L’avvocato Leonardo Pinto è consigliere nazionale dell’ANF - Associazione Nazionale Forense, nonché uno storico esponente, ex dirigente nazionale, dell’MSI: già consigliere comunale a Stigliano -il suo paese d’origine- a Grassano e a Matera, fu anche candidato sindaco nella Città dei Sassi. Una volta non arrivò in Parlamento per una manciata di voti, ma oggi non se ne pente, perché «La Politica mai avrebbe potuto darmi ciò che mi ha regalato la professione forense. E comunque, dall’MSI me ne uscii quando divenne di moda un certo Berlusconi».

D: Come giustifica la sua esistenza?

R: Come tutti gli esseri umani, cerco di pormi degli obiettivi, anche se il percorso non è mai facile. Credo di aver sempre avuto una sensibilità sociale molto forte. Non a caso, all’interno del partito ero nella sua anima sociale, potremmo dire nella sua componente di “estrema sinistra”.

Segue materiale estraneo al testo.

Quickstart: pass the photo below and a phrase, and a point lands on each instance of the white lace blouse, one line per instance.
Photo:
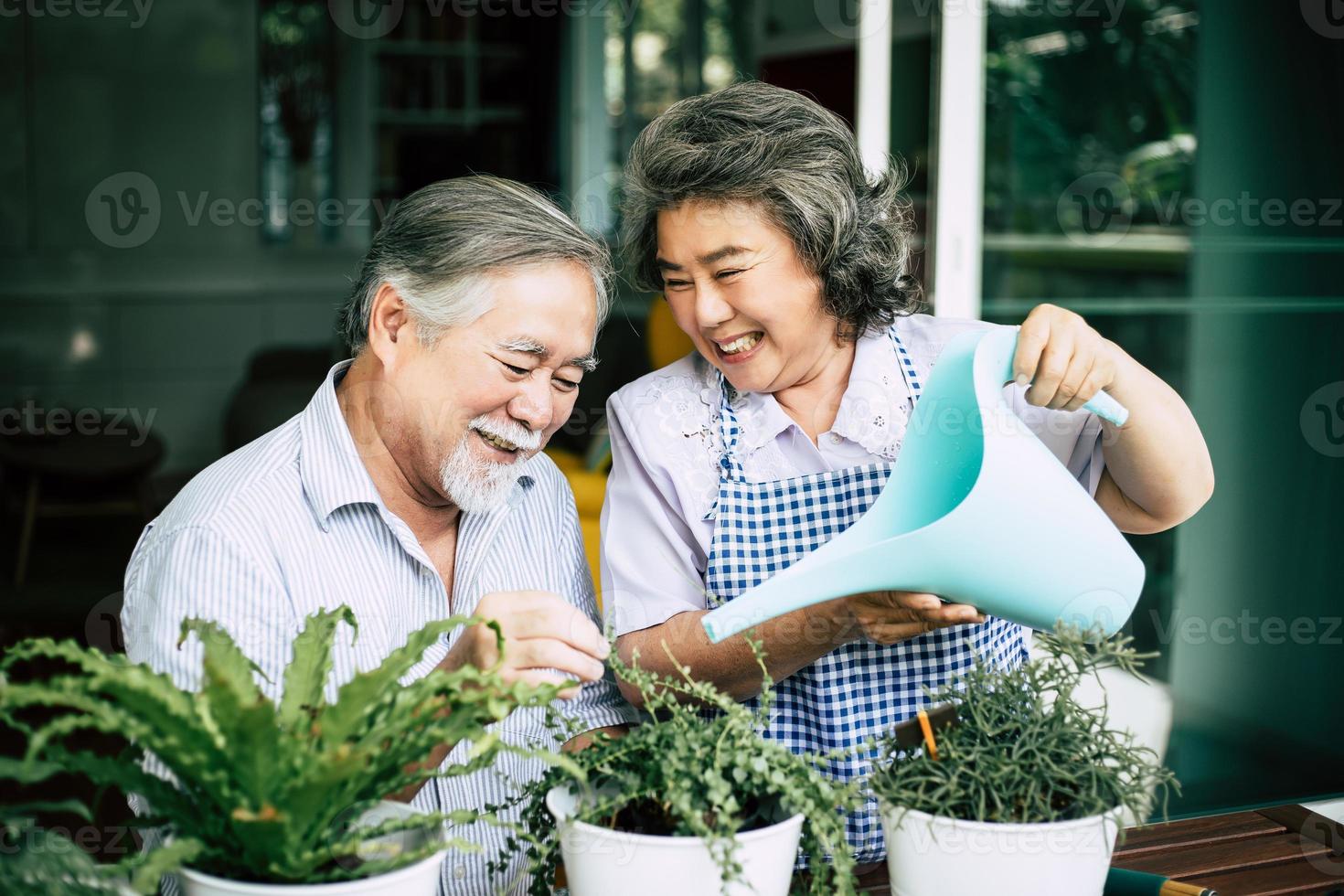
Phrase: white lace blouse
(666, 449)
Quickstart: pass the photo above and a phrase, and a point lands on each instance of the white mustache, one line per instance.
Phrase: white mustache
(509, 432)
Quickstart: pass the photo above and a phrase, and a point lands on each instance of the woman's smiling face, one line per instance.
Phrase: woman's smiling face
(740, 291)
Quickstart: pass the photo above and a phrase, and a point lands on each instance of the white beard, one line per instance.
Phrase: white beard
(476, 485)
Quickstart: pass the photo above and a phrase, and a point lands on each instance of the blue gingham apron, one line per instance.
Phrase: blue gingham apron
(863, 688)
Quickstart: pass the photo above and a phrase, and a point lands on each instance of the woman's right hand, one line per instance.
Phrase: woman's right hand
(889, 617)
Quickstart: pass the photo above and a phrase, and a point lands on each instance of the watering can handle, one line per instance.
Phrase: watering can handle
(1101, 403)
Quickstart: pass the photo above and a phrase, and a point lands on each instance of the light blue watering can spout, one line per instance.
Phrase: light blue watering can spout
(977, 511)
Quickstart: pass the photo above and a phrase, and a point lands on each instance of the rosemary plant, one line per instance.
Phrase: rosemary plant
(1024, 750)
(265, 792)
(684, 774)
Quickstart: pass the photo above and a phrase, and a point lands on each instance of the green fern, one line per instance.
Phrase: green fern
(260, 790)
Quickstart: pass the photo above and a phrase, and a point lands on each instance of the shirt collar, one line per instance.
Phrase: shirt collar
(329, 465)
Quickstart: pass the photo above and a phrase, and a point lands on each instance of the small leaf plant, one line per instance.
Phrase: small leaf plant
(689, 773)
(1024, 750)
(261, 790)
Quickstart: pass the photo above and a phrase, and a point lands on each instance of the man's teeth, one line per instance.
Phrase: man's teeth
(740, 344)
(497, 443)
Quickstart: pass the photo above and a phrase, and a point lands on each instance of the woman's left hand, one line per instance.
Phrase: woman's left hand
(1064, 360)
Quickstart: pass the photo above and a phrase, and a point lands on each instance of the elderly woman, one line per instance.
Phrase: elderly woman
(750, 211)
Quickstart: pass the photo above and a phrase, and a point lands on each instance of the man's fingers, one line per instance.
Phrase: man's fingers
(538, 677)
(549, 653)
(540, 614)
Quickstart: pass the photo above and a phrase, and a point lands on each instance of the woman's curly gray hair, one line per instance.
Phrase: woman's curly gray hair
(798, 163)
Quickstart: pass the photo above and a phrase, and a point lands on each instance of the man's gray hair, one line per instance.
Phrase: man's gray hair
(780, 152)
(440, 246)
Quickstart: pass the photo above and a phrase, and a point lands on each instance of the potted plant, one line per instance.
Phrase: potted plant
(687, 802)
(37, 860)
(263, 797)
(1026, 789)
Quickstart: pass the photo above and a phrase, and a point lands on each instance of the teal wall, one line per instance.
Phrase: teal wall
(1267, 546)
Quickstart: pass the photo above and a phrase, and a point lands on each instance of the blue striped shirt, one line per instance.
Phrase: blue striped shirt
(292, 524)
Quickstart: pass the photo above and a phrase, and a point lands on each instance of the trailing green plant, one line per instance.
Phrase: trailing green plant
(37, 860)
(682, 773)
(1024, 749)
(269, 792)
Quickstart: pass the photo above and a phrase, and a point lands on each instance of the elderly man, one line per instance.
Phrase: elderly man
(411, 486)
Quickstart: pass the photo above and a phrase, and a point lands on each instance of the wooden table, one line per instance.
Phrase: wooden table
(1283, 849)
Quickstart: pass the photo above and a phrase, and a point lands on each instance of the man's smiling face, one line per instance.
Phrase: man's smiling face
(489, 394)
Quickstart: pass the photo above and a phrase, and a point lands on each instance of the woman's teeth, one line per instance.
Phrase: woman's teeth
(741, 344)
(497, 443)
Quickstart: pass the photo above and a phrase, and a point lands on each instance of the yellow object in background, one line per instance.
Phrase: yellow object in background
(666, 343)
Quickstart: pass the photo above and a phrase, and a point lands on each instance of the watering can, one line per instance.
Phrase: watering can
(976, 511)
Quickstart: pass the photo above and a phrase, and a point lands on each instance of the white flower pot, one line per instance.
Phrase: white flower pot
(600, 861)
(420, 879)
(930, 855)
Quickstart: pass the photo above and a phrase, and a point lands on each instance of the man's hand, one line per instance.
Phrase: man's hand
(546, 641)
(889, 617)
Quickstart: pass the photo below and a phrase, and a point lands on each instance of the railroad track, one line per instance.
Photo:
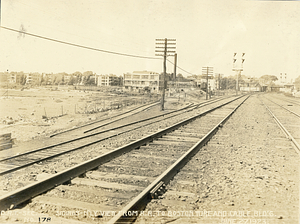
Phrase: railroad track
(90, 136)
(285, 99)
(235, 177)
(115, 179)
(288, 120)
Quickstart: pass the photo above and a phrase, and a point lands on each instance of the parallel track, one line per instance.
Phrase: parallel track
(151, 165)
(90, 137)
(287, 120)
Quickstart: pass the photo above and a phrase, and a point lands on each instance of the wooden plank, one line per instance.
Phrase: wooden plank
(98, 192)
(98, 175)
(5, 141)
(7, 135)
(107, 185)
(6, 146)
(72, 204)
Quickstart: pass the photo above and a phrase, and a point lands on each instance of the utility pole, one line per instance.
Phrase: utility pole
(207, 71)
(238, 69)
(175, 65)
(219, 81)
(166, 52)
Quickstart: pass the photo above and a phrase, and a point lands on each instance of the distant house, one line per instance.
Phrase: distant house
(15, 78)
(201, 82)
(250, 87)
(138, 80)
(108, 80)
(287, 88)
(33, 79)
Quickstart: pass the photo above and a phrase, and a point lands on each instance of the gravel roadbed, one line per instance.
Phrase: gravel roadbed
(247, 173)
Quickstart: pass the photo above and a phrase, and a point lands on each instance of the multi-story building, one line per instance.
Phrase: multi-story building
(109, 80)
(33, 79)
(212, 85)
(143, 80)
(15, 78)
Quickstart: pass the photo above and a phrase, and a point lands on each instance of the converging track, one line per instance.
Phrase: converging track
(90, 135)
(288, 120)
(130, 175)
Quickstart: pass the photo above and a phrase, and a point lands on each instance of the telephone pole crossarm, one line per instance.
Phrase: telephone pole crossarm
(167, 51)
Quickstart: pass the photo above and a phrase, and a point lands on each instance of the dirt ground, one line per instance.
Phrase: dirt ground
(33, 113)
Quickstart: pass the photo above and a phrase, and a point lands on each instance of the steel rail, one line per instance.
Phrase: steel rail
(97, 121)
(72, 149)
(23, 194)
(284, 107)
(90, 135)
(285, 131)
(140, 201)
(289, 100)
(161, 115)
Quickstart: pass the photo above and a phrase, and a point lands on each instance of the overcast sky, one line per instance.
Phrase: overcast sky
(207, 33)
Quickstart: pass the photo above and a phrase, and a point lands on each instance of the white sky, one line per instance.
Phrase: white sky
(207, 33)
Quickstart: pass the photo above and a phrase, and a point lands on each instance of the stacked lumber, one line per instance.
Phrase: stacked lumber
(6, 141)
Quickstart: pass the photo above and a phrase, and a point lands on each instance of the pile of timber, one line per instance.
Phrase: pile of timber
(6, 141)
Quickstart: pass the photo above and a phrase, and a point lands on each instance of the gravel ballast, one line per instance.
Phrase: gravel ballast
(247, 173)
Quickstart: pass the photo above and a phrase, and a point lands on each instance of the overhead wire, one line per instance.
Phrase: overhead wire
(180, 68)
(89, 48)
(77, 45)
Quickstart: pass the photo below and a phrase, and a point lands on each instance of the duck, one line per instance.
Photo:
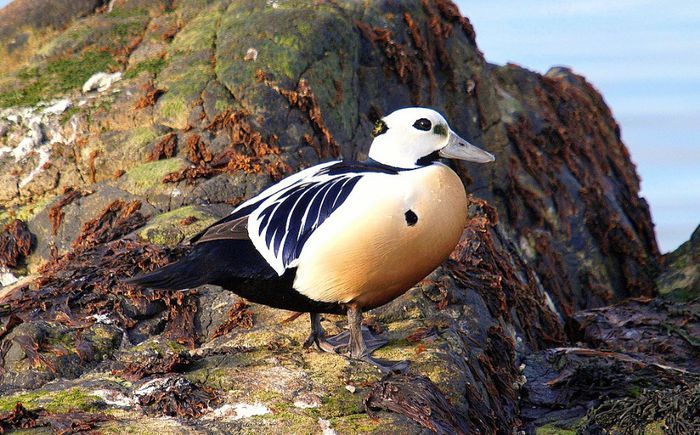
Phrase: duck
(341, 237)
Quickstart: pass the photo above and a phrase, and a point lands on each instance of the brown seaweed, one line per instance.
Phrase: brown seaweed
(15, 243)
(417, 398)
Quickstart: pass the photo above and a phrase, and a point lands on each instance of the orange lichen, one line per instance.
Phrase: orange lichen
(164, 149)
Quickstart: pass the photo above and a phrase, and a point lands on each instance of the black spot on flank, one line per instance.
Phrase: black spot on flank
(411, 218)
(380, 127)
(423, 124)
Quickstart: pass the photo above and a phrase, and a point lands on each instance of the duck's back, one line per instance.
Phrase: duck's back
(391, 232)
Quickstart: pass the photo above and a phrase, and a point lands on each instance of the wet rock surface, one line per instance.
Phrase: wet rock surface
(555, 312)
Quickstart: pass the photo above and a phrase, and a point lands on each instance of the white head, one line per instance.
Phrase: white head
(416, 136)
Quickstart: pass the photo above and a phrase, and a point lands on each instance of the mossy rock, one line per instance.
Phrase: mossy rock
(173, 227)
(148, 177)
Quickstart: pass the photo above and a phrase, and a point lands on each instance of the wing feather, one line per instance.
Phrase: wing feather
(280, 219)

D: Quando ha capito che nella vita avrebbe fatto l’avvocato?

R: Sembrerà strano, ma è stato un caso. Lavoravo in un ente para-pubblico, ero iscritto ad Agraria (con ventuno esami dati) ed ero il segretario provinciale dell’MSI, nonché capogruppo al comune di Matera. E come tale ero costretto a “convivere” con il codice penale, a causa delle denunce che spesso ricevevano i ragazzi del partito. Sa, un manifesto fuori posto, delle parole dette in un comizio…

D: … qualche rissa.

R: … qualche rissa (sorride), insomma, erano quei tempi lì, non facili per noi. Sennonché, prima di un incontro a Bari col senatore Araldo di Crollalanza, mi intrattenni in un bar, l’Odeon, nei pressi dell’Ateneo. Alla cassa c’era una ragazza molto prosperosa che ammiccava, e allora per darmi delle arie dissi all’amico che mi accompagnava che avrei cambiato facoltà e che mi sarei iscritto a Giurisprudenza, che era proprio lì di fronte. Tornato a casa, però, mi convinsi davvero che dovevo prendere quella laurea (nonostante sapessi che avrei perso tutti gli esami di Agraria), per attrezzarmi a difendermi: come accennavo, c’era un’aggressione continua nei confronti dell’MSI, e io non avevo peli sulla lingua.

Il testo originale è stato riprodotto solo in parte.